Restricting a non-admin user from accessing the Entra admin centre is not a security measure; what it does do is prevent the user from accidentally misconfiguring the resources that they own if they have not had sufficient training on Microsoft Entra.
For example, if a user owns a group or application, restricting their ability to login to the Microsoft Entra portal will prevent them from modifying these objects using the portal. However, there would still be other means that enable them to modify these objects, for example, using the programmatic method I demonstrated in an earlier blog How to bypass Microsoft Graph PowerShell access restrictions.
Previously, the only method to enable this restriction was to navigate to the Entra admin portal and flip the switch from User settings blade, at Identity > Users > User Settings. In this post, I am going to show you how to view and modify these settings with Microsoft Graph PowerShell.
Prerequisites
Below are the requirements to restrict non-admin access to the Microsoft Entra admin center using PowerShell.
- You will first need the Microsoft.Graph.Authentication PowerShell module installed.
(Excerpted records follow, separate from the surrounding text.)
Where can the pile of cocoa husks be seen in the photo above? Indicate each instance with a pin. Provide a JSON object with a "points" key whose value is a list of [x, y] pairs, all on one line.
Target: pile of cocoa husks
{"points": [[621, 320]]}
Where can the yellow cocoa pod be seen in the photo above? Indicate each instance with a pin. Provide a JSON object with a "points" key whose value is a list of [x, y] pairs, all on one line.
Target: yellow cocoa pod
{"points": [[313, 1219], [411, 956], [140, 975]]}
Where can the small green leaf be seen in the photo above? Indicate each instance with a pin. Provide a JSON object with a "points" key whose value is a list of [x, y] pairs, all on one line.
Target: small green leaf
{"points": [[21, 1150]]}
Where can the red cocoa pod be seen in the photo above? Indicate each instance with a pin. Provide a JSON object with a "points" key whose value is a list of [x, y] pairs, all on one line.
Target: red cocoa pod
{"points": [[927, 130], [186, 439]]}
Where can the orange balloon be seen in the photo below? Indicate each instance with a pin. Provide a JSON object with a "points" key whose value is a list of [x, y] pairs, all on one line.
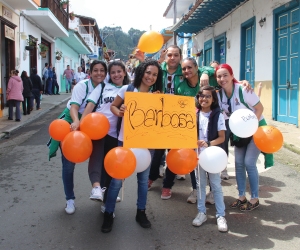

For help, see How To Install the Microsoft Graph PowerShell Module.
- You will also need access to a Global Administrator account.
The APIs
The uxSetting resource represents settings related to accessing the Microsoft Entra admin center, in JSON it is represented like so:
{
"@odata.type": "#microsoft.graph.uxSetting",
"id": "String (identifier)",
"restrictNonAdminAccess": "String"
}
The value of the restrictNonAdminAccess can either be True or False. If the value is to so True, non-administrators will not be able to browse the Microsoft Entra admin center. If the value is set to False (which is the default value), they will be able to browse the Microsoft Entra admin center.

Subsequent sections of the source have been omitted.